Ocorre, como lembra o amigo Vilson Gonçalves, que aqueles que se interessam por essa temática não tem margem de erro. O mercado ainda é bastante reticente quanto a livros que falam de monstros locais – como cucas e curupiras – ao invés de tratar da centésima versão do mito de vampiros ou fantasmas. Trabalhos ruins, ou muito ruins, só reforçam essa imagem negativa que quem procura realizar um trabalho mais sério vai precisar se esforçar em dobro para romper.

Um desses textos ofensivos é Lobiomem versus Saci, de Henrique Louis Ferreira. Comprei o conto na Amazon, por cerca de R$ 10, e me arrependi imensamente. Tudo está errado nessa história, a começar pelo início. Não temos um conto, mas um preâmbulo. Um amalgama de descrições encontradas na internet sobre os mitos do saci e do lobisomem, de forma absolutamente informativa e descolada da narrativa. Só depois de várias páginas genéricas assim é que a história começa de verdade, e o que era ruim consegue ficar ainda pior.

A história acompanha dois personagens, o Lobisomem Bisomem (é…) e o Saci Sacirillo. O primeiro tenta quebrar sua maldição lupina cultivando, por meio de transgenia e produtos químicos “de dar inveja à Monsanto”, o antigo Maracujá Negro. Sacirillo, por outro lado, também dá umas de cientista maluco, sem propósito algum. Seu grande objetivo é apenas passar o fim de semana “muito louco”, fumando a erva de seu cachimbo. Mais a frente, os dois acabam se bicando quando Sacirillo urina nos maracujás do licantropo.
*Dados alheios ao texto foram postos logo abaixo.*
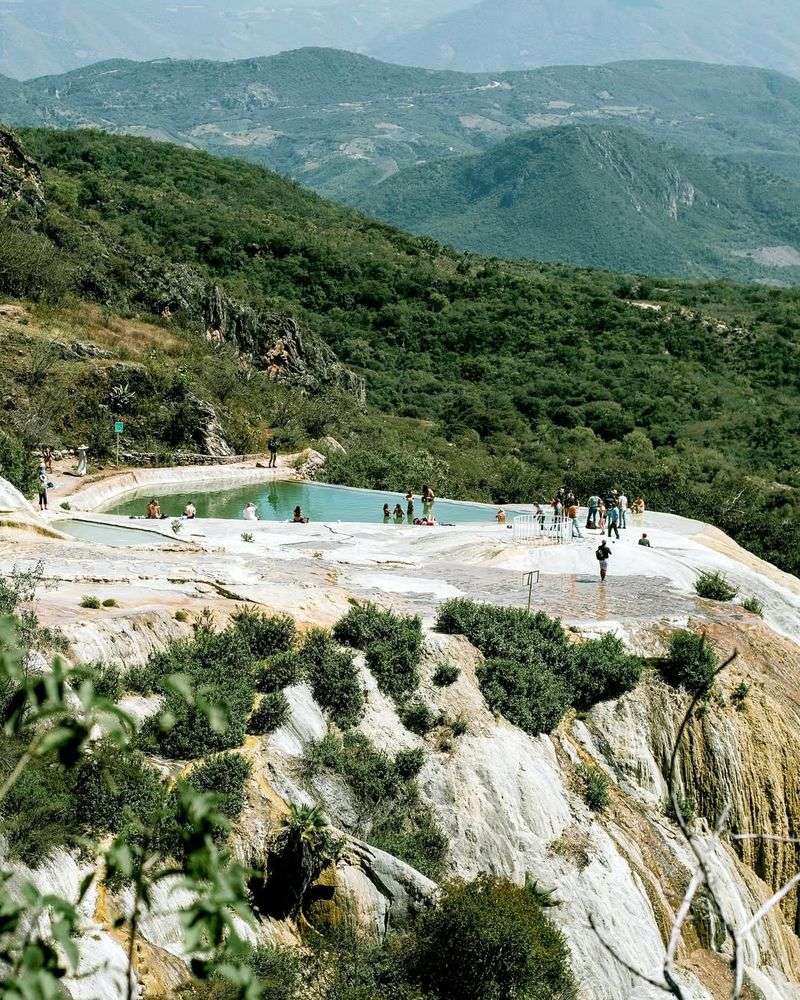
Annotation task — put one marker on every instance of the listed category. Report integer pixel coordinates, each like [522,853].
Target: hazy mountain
[602,197]
[340,122]
[51,36]
[515,34]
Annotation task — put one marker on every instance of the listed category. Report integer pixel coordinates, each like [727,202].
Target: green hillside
[602,197]
[339,122]
[494,380]
[488,34]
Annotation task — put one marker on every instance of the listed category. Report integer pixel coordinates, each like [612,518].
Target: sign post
[119,427]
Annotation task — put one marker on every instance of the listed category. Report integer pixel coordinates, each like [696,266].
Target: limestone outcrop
[20,177]
[508,802]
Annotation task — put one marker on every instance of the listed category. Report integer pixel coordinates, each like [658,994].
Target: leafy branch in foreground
[57,714]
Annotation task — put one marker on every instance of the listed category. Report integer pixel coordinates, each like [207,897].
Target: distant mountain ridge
[39,37]
[338,122]
[602,197]
[518,34]
[383,137]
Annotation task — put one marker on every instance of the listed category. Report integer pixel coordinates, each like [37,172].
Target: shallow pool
[108,534]
[276,500]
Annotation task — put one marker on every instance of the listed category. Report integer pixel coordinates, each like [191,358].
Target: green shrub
[490,940]
[264,634]
[17,465]
[333,677]
[458,726]
[739,695]
[107,680]
[409,762]
[600,670]
[270,714]
[52,806]
[278,672]
[446,674]
[219,668]
[595,786]
[715,587]
[690,662]
[417,717]
[754,605]
[392,643]
[529,695]
[225,775]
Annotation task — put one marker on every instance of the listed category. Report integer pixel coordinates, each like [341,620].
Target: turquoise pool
[275,501]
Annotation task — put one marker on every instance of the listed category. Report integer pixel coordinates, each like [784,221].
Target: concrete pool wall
[107,492]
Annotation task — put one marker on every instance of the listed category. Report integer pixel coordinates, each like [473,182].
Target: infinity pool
[275,501]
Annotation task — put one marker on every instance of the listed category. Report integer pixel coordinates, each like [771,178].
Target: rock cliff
[508,802]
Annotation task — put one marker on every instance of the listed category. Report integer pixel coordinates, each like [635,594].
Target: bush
[715,587]
[392,643]
[219,668]
[17,465]
[446,674]
[264,634]
[490,940]
[690,662]
[52,806]
[600,670]
[594,785]
[270,714]
[334,678]
[418,717]
[278,672]
[107,680]
[410,762]
[224,775]
[529,695]
[754,605]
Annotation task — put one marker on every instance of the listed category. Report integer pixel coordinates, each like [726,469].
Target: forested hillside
[602,197]
[495,380]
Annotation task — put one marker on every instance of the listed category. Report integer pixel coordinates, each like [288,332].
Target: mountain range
[497,149]
[51,36]
[603,197]
[518,34]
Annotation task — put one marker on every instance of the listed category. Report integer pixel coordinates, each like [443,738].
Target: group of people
[399,516]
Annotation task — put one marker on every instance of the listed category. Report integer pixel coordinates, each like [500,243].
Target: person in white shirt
[622,500]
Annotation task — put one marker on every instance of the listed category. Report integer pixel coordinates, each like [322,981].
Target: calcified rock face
[508,802]
[20,178]
[274,342]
Poderia ser uma história divertida, mas também para fazer comédia é preciso talento. Coisa que não há. O narrador mistura passado e presente na conjugação verbal o tempo todo, denotando pouca qualidade literária. Em meio a cenas sem pé nem cabeça, descrições pobres e efemeridades (como o Saci que faz Rá, “como o Sérgio Malandro”), o autor comete grosserias de deixar o cabelo em pé.

O pior momento é quando os “Guaranis” da Amazônia (!) davam o maracujá negro às preguiças gigantes em tempos ancestrais. Como elas gostavam muito da fruta, alguns achavam que aquilo só podia ser “macumba”, ou ainda “coisa do demônio”. Lamentável. Anacronismo, a gente vê por aqui.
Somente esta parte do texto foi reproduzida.